Petrucci songea qu’à l’avenir il tabasserait plus souvent les passagers en infraction si cela lui permettait d’obtenir ce genre d’avantages. Il était aux anges. Il prit le train à la gare de l’Once sans repasser par le contrôle. Il devait aller déposer ses papiers au bureau de Castelar et se sentait vraiment épuisé. Quand il arriva avec tous les certificats qu’on lui avait délivrés à l’hôpital, ses collègues vinrent l’accueillir.
— Écartez-vous, voilà le shérif ! plaisanta l’un d’eux.
— Fais pas chier, Avalos.
— Non ! Ne me dis pas que tu n’es pas au courant !
— De quoi ?
— Le gars que tu as chopé, celui qui s’est battu avec toi…
— Quoi donc ?
— Tu sais qu’il est resté à Flores pour qu’on vérifie ses antécédents…
— Oui et alors ? Ne me dis pas qu’il a encore fait des siennes, ce connard.
— C’est bien mieux que ça. Il y a un mandat d’arrêt contre lui, putain ! D’un tribunal de la capitale, pour homicide et je ne sais plus quoi d’autre…
— Eh bien ! Heureusement qu’il n’était pas armé…, souffla Petrucci, réellement surpris, d’un ton craintif qui n’avait plus lieu d’être.
— Ce qui fait que maintenant tu es pour ainsi dire un gardien de la loi, tu piges ? intervint un autre type.

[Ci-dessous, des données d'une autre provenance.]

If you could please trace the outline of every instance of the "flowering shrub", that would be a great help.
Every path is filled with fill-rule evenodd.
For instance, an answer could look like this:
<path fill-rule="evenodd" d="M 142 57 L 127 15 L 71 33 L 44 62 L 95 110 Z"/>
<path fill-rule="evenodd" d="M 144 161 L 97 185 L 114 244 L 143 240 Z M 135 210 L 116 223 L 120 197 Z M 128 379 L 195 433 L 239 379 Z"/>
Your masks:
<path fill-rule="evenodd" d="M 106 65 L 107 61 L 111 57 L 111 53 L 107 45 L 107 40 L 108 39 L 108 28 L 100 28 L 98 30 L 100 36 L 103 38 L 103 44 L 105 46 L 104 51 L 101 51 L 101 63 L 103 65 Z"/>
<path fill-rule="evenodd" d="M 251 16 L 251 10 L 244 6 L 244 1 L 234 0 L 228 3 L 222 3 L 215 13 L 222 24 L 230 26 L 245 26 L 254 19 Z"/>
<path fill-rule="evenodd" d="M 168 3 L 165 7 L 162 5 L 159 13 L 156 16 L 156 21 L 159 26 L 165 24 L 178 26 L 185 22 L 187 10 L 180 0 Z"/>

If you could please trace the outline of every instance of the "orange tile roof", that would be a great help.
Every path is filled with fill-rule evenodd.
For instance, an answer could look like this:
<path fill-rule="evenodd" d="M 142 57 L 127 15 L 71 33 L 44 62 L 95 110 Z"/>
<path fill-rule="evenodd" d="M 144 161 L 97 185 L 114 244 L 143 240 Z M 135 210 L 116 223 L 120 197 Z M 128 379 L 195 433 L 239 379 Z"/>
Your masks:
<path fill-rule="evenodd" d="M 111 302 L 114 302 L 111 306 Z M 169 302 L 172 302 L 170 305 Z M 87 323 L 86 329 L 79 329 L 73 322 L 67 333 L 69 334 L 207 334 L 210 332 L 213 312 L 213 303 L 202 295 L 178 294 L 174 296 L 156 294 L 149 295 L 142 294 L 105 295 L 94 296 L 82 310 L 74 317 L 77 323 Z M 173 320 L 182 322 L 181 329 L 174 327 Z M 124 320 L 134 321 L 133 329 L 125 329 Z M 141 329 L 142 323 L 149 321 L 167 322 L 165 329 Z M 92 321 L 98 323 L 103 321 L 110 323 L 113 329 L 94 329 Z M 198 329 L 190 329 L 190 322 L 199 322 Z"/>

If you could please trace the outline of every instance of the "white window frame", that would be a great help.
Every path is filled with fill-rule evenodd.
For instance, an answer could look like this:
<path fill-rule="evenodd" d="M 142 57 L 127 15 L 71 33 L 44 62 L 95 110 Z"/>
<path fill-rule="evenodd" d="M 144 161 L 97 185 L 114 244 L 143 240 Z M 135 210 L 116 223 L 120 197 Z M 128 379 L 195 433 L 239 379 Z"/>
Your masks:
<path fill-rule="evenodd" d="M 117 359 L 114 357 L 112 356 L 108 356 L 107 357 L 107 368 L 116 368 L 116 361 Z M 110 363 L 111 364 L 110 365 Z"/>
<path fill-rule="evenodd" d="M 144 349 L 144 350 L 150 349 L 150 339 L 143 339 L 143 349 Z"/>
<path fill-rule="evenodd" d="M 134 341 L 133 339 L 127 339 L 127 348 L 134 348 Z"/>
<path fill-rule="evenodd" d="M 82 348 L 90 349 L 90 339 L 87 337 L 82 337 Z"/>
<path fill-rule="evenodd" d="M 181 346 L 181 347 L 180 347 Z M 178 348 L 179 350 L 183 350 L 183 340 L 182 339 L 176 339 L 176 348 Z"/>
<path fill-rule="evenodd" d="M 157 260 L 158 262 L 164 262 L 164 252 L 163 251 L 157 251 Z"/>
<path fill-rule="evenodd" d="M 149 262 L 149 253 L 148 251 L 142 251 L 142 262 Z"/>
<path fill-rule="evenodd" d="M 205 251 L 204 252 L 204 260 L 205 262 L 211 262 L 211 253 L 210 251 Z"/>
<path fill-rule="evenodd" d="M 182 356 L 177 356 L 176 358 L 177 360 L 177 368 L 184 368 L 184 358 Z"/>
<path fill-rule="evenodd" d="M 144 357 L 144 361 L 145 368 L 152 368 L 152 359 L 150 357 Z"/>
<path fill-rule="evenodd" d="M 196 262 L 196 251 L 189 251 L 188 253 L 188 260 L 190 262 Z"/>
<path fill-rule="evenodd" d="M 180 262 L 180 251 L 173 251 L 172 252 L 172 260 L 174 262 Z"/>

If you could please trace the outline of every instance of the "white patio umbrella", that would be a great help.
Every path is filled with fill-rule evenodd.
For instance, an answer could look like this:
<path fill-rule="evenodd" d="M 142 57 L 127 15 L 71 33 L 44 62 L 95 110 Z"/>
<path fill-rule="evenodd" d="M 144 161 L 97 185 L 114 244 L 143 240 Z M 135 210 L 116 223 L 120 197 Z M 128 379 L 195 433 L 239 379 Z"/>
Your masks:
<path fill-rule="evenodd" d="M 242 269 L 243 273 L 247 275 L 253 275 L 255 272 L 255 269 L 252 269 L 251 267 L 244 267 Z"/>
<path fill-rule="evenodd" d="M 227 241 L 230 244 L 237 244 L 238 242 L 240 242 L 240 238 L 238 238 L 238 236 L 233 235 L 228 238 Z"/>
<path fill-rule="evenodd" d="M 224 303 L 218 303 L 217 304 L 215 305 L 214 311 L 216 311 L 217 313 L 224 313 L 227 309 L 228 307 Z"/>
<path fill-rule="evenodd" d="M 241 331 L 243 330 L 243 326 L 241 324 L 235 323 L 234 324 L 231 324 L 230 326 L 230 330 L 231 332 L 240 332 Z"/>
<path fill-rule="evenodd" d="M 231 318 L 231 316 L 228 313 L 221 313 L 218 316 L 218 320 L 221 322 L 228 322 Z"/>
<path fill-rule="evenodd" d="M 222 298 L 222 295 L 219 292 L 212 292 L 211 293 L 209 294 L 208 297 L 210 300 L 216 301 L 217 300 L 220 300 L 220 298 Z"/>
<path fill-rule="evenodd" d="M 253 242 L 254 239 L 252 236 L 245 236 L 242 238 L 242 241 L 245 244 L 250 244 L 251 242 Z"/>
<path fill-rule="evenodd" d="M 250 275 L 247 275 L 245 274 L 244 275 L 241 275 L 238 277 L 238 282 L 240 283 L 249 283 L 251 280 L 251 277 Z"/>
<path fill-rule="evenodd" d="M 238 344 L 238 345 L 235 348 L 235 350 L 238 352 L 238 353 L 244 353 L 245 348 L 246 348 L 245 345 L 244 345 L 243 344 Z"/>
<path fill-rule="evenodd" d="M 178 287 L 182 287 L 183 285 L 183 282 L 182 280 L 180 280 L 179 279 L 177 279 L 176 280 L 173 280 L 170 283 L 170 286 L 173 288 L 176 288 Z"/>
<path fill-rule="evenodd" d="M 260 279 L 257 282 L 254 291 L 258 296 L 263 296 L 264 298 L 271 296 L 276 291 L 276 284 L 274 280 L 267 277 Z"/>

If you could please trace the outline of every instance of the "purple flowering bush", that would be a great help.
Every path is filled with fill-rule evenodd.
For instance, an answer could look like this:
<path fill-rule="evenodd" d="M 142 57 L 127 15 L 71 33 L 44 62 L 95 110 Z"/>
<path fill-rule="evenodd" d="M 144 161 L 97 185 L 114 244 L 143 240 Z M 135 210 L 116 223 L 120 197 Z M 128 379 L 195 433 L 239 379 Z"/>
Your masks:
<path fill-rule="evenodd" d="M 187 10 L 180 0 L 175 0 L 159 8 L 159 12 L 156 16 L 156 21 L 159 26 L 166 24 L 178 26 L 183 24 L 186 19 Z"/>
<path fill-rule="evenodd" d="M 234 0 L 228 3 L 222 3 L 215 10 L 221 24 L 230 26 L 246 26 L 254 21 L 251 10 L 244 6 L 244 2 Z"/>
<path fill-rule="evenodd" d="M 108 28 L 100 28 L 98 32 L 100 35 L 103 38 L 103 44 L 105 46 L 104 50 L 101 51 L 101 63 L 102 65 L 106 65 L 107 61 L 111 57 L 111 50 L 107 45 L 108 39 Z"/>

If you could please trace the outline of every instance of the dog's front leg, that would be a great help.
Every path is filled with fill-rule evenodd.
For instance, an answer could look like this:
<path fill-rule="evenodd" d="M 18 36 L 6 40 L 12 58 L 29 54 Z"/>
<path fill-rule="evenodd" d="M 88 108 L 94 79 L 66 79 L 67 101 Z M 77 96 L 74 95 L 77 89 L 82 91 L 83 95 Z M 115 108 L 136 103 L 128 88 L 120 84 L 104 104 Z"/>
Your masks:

— Commence pas, Zimmerman. Avec son air de ne pas y toucher, ce gars est poursuivi pour homicide ? C’est sûrement un de ces montoneros{3}… Bon, je rentre chez moi, je suis sur les rotules.
Les autres le saluèrent mollement. Tout en marchant jusqu’à l’arrêt du 644, dont le panneau blanc indiquait « Haedo/Barrio Seré », Petrucci songeait que, tout compte fait, les choses n’allaient pas si mal. Il avait passé ses nerfs sur ce petit con, obtenu quatre jours de congé, qui tombaient à pic et lui permettraient de terminer de poser le revêtement de sol de la pièce du fond. Grâce aux analgésiques, son nez ne lui faisait presque plus mal. D’après le médecin, on lui en avait collé une dose de cheval. Quant au Racing, tôt ou tard, il finirait par gagner. Le tout était de savoir dans combien de temps.
Il prit place dans l’autobus, palpa au fond de sa poche le papier que lui avait remis Avalos. « Le nom du gars », lui avait dit ce dernier. Sur le moment il n’y avait pas prêté attention, mais à présent il avait envie de savoir. Il le déplia et lut : « Isidore » Antonio Gomez. » Il roula le papier en boule et le laissa tomber sur le sol crasseux de l’autobus, puis s’installa confortablement pour s’assoupir quelques minutes en prenant soin de ne pas poser le nez contre la vitre, sous peine de voir des étoiles et de se remettre à saigner.